İstanbul'da şu anda malum, Binali Yıldırım Bey var. O da bu emaneti inşallah, mâlum biz CHP'den aldık. Çöp, çukur çamur. Yalan, yasak, yoksulluk bunlardan aldık. Bizden sonra ara dönemler oldu, yine bizim arkadaşlarımız. Şimdi Binali Bey Türkiye'de en uzun dönem Ulaştırma Bakanlığı yapan arkadaşımız. Arkadan Başbakanlık dönemi oldu. Daha sonra Meclis Başkanlığı dönemi oldu. Ulusal ve uluslararası bazda Binali Bey'in tecrübesi çok önemli. Karşısındaki adayın İstanbul gibi bir şehirde öyle bir deneyimi söz konusu değil. Binali Bey'in İstanbul'da emeği var. İstanbul'da büyük düşünmeye mecburuz.
Binali Bey'in İstanbul'da emeği var. İstanbul'da büyük düşünmeye mecburuz.
Beyefendi 37 tane vaatte bulunmuş, sadece 2 tanesini yapmış. ben söylemiyorum. Bu da yine tespitler. Dürüst olacaksınız.
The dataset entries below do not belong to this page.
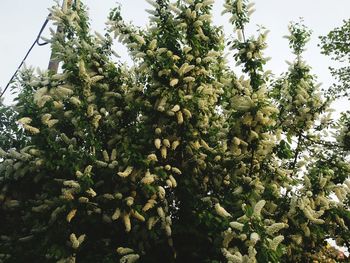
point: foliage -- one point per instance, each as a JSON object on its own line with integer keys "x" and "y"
{"x": 177, "y": 159}
{"x": 337, "y": 45}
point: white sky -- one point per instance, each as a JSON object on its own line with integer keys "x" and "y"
{"x": 21, "y": 20}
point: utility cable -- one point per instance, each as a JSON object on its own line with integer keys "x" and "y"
{"x": 28, "y": 52}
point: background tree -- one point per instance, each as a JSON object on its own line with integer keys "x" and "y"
{"x": 336, "y": 45}
{"x": 177, "y": 159}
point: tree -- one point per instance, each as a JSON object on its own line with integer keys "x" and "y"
{"x": 177, "y": 159}
{"x": 336, "y": 45}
(Trenden inenler sitemi) Benim bu şeyim geneldir. Siz bir yola çıkıyorsunuz, yola beraber çıktığınız insanlar içerisinde sizinle beraber gelecek diye bir şey yok. Biz AK Parti olarak bizim şöyle bir anlayışımız var; Biz bu olaya dava olarak bakıyoruz. Sıradan bir parti olayı değil. Eğer bir dava adamıysan, bu davana ihanetin olmaması lazım. Görev verilir, yaparsın. 'Senden alınıp bir başkasına verelim' dendiği anda buna 'eyvallah' dersin.
Bu konuda çok görevlendirdiğimiz arkadaşlar olmuştur. CHP'de olduğu gibi bir yere çakılı kalmak diye, çakılı kadrolar olamaz, değiştirirsin. Liderin de görevi adeta satranç oynar gibi... Ben iyi satranç bilmem yalnız, bunu o şekilde değerlendirmek lazım. Böyle yürütülürse bu işte başarılı olunur.
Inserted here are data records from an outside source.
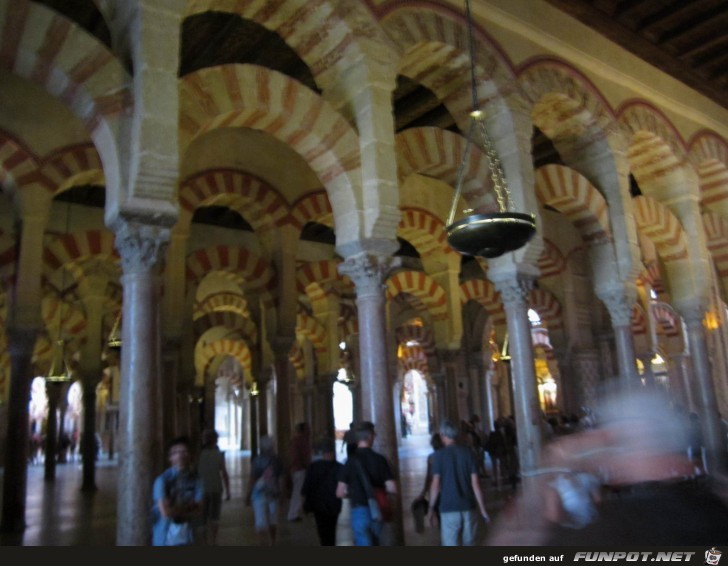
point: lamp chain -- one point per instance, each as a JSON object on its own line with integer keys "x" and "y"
{"x": 500, "y": 185}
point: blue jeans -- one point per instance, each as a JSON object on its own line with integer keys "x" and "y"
{"x": 459, "y": 528}
{"x": 366, "y": 532}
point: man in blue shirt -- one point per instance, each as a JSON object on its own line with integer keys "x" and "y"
{"x": 177, "y": 495}
{"x": 455, "y": 480}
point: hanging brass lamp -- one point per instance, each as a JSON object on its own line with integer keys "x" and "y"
{"x": 59, "y": 372}
{"x": 490, "y": 234}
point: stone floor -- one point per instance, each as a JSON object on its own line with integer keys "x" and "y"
{"x": 59, "y": 514}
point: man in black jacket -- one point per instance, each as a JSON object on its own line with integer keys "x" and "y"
{"x": 366, "y": 530}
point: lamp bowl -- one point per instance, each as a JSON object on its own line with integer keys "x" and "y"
{"x": 491, "y": 235}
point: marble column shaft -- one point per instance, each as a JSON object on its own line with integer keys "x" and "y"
{"x": 369, "y": 271}
{"x": 713, "y": 437}
{"x": 619, "y": 305}
{"x": 525, "y": 391}
{"x": 140, "y": 456}
{"x": 15, "y": 480}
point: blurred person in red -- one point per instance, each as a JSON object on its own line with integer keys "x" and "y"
{"x": 628, "y": 481}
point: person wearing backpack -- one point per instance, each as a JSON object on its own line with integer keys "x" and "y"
{"x": 265, "y": 486}
{"x": 319, "y": 491}
{"x": 177, "y": 494}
Ayrılanlar oldu. İsim vermeye falan gerek yok. Bu ayrılanlarla bir daha onlarla beraber yol yürümek mümkün değil. Ama biz onları kovmadık, 'gidin' demedik. Tek bir gayemiz var; millete hizmet eden hiçbir zaman hezimete uğramaz. Devam etmek isteyenler yine bizimle beraberler. Ha nedir, şuradaydı, alırız şurada görevlendiririz.
(İndirimli sebze satışları) Sosyal devletin gereğini yerine getiriyoruz. Operasyon çekmeye çalışanlara cevabımızı verdik. Ekonomik bir suikastla karşı karşıya kaldık. Serbest piyasayı biliriz, kimse bizi aldatmasın. Biz üreticinin karşısında değiliz.
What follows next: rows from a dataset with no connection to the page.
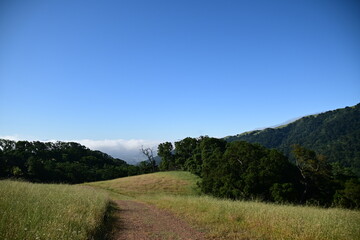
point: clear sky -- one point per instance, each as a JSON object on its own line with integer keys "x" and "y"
{"x": 150, "y": 71}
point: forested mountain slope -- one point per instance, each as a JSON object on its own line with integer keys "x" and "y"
{"x": 335, "y": 134}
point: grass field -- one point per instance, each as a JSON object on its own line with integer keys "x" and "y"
{"x": 224, "y": 219}
{"x": 50, "y": 211}
{"x": 172, "y": 183}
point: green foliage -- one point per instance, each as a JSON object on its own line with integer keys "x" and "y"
{"x": 316, "y": 176}
{"x": 335, "y": 134}
{"x": 59, "y": 162}
{"x": 167, "y": 158}
{"x": 184, "y": 150}
{"x": 242, "y": 170}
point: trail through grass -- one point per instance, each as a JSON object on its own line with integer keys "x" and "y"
{"x": 50, "y": 211}
{"x": 225, "y": 219}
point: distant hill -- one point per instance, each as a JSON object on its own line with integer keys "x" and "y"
{"x": 335, "y": 134}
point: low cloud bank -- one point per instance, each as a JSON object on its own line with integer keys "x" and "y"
{"x": 127, "y": 150}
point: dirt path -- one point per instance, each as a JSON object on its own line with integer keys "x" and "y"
{"x": 141, "y": 221}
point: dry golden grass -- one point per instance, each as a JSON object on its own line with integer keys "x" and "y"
{"x": 174, "y": 183}
{"x": 50, "y": 211}
{"x": 225, "y": 219}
Sebze meyve fiyatları üzerinden ekonomik suikastle karşı karşıya kaldık. Süratle biz çadırları kuralım ve buralardan bu fahiş fiyatlı satış uygulamasını durduralım. Adımı attık bir iki gün içerisinde yüzde elli fiyatlar düştü. Bu yeterli değil. Zincir marketlerde satılan ürünlere baktığınızda 300-350 çeşit ürün var. Biz vatandaşa darbe yapanlara karşı o adımı attık. Geçenlerde bir ilimizde mitingimizi yaptık. Süreyya Bilgiç kardeşimiz yanıma geldi, şu anda 400 bin ton elma var. Hemen çözelim dedim. Hazine ve Maliye Bakanı'na konuya el atmasını istedim. Onların da beklemediği fiyatta. Adını da söyleyeyim Isparta. Biz bu elmayı peyderpey çekmeye başladık. 81 vilayete bu işi yaymak suretiyle bu adımı atarız. Biz halkımızı vatandaşımızı ezdirmeyeceğiz. Milletin ekmeğiyle oynayanlara haddini bildirene kadar tanzim satışını sürdüreceğiz
TOBB'da toplantı yaptık. Oda ve borsaların başkanlarını davet ettiler. Konuşmamı yaptıktan sonra istihdam noktasında katkı bekliyoruz dedik. Herkes kendi ilinde istihdam sağlayacak dedik. Söz verildi, kayıtlara girdi ama hareket başlamadı. Hazine ve Maliye Bakanımız Berat Bey de son yapılan buluşmada TOBB'la biraraya geldiler işin detaylarını konuştular. Biz devlet olarak ne yapacağız, bakanlarımız ne yapacak. Bu işle ilgili olarak görev dağılımı ile birlikte yıl sonuna kadar 2,5 milyonluk istihdamı dayanışma içerisinde yapacağız. Biz iktidar olarak üzerimize düşeni yapacağız. Bu işi inşallah çözmüş olacağız.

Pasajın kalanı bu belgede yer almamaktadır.